Happy New Year everyone! Don’t worry, I’m well aware it’s only August and we still have another four months or so before the “official” new year arrives. But with the winding down of summer and the commencement of the school year, I tend to view September as a type of New Year as well.
September has always been my favorite month of the year. It’s the perfect time to reflect on the great memories made during the summer, but it’s also a time to reflect and regroup—to get that to-do list back out and start prioritizing what you still need to complete by year’s end.
When I was in sales, September was always the time I would plan out my sales activities for the rest of the year so I could end the year strong, in the hopes of securing a coveted spot at Sales Club the following April. There is nothing like an all-expense paid trip to somewhere hot and sunny to get you motivated. (And as someone who lives in Canada, a warm tropical trip in the early spring is much appreciated!)
But I’m a planner by nature and very task oriented. I get a special thrill out of setting goals for myself and then creating my to-do lists so that I can be successful in achieving those goals. But I know many people don’t get a kick out of stuff like this like I do. So, if you are looking to make a big impact on your numbers during the remaining months of the year, here are my top tactics that worked well for me that I hope you find beneficial:
3 Sales tips to ending the year strong
1. Clean up your opportunity pipeline so you know what you’re working with
Having hundreds of open opportunities in your pipeline doesn’t necessarily demonstrate how productive or successful you are. I always made it my mission to work within a leaner pipeline, so I had a truer, more accurate picture of what the real sales opportunities were in front of me. It allowed me to focus on those key customers who had actual product needs and provide better forecasting numbers to upper management. So, it’s a good idea to go through your pipeline every September and do a hard cleanup.
Take some time to itemize the older opportunities you may have been pushing along, and those where you haven’t had any real customer uptake or engagement in the past several months. Send them a quick email to gauge their continued interest. Here’s a quick, four-line email template I use to send:
Hey! Just doing some pipeline cleanup. I know we spoke about X to solve that problem you were having, but I haven’t heard from you lately. Is this something that’s still on your radar? I would love to connect if you want to discuss further. But, if things have changed, just let me know and I’ll remove you from my pipeline list.

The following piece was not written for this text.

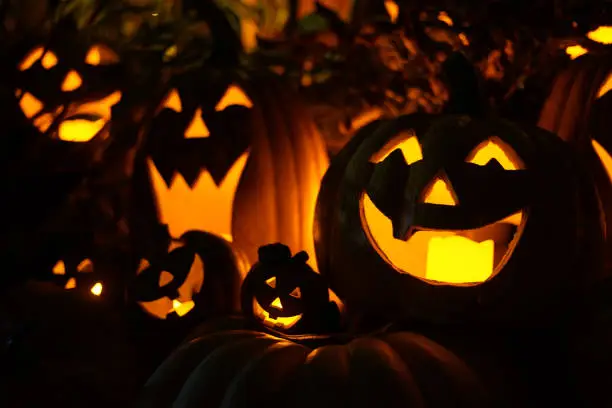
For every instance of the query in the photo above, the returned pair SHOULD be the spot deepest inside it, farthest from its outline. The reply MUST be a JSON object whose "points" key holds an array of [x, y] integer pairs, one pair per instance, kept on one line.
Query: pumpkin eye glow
{"points": [[271, 282], [173, 102], [495, 149], [72, 81], [296, 293], [49, 60], [234, 95]]}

This approach worked wonders in helping me get organized and create a more accurate pipeline picture for the remaining two quarters. Yes, I would have customers who would get back to me and tell me they didn’t need anything or were no longer interested, but that was the point. It forced me to close out that open opportunity and get it out of my pipeline. I would then make a note in their file and schedule a reminder to reach back out in three to four months’ time to check in.

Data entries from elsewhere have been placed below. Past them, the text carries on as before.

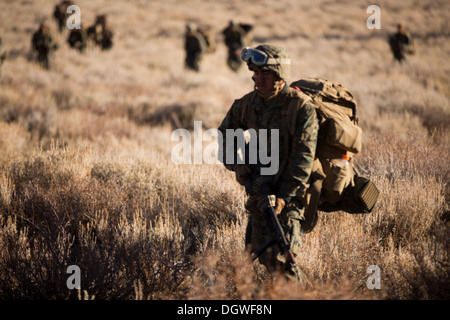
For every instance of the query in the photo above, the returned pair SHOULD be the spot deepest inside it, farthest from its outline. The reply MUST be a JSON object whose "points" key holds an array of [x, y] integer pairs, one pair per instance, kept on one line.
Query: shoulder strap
{"points": [[289, 121]]}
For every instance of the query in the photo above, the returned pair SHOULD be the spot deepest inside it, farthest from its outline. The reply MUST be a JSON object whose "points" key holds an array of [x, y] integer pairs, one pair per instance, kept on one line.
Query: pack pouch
{"points": [[344, 135]]}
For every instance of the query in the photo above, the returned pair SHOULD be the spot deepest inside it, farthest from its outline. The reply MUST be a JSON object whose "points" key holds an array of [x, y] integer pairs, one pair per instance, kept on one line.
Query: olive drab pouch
{"points": [[339, 187]]}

And while that did happen, I would also get emails back from customers saying, “Hey! Thanks for the outreach! Yes! This is still something we need. When can we chat and catch up?” And that would work to reinvigorate the opportunity and reprioritize it for me to pursue further.
2. Review existing customer contracts and create a gap list of missing services for each
Here I would review my entire territory base and rank customers based on the number of products they purchased from us. I would then review the customers with the fewest number of products and, based on this, I would create a gap list and reach out to schedule a meeting. During this meeting, we would review what products they were using from us today, how they were using them within their customer base, what new revenue streams they were interested in pursuing, and how we could help them achieve those goals. Inevitably, this discovery and curiosity into their business strategy and sales objectives would naturally uncover new sales opportunities for me to pursue.
3. Create a list of customers you haven’t spoken with in a while and schedule a business review
We all have that segment of customers we don’t hear from very often. But just because they aren’t very demanding doesn’t mean we should take it for granted everything is OK and that they don’t need anything from us. As part of my sales planning, I would review the last activity date for all customers in my territory, and for any customer that I may not have spoken with in the past six months or so. I would then dedicate time to reach out and request a time to meet. I prefaced it as a “what’s new” call to find out what was going on in their business and how their customers were doing. Then I would bring them up to speed on what was currently happening at N-able and what we were working on.
The goal was to see if there were any issues their customers were experiencing that we could help resolve for them. It was also to see if there were any areas where they weren’t seeing their desired revenue growth, to determine areas where I could possibly help from a consulting standpoint. Our industry is incredibly dynamic and changes quickly. Oftentimes these updates would jumpstart conversations that ultimately uncovered new sales opportunities I could add to my pipeline.
These are the top three strategies I utilized when I was in sales to help power up my pipeline and finish my year strong. I encourage you, when you are back from your summer holidays, to make a point to dedicate September as your own version of a “Sales New Year” and spend some time doing your own pipeline cleanup and sales planning—it will be well worth the exercise.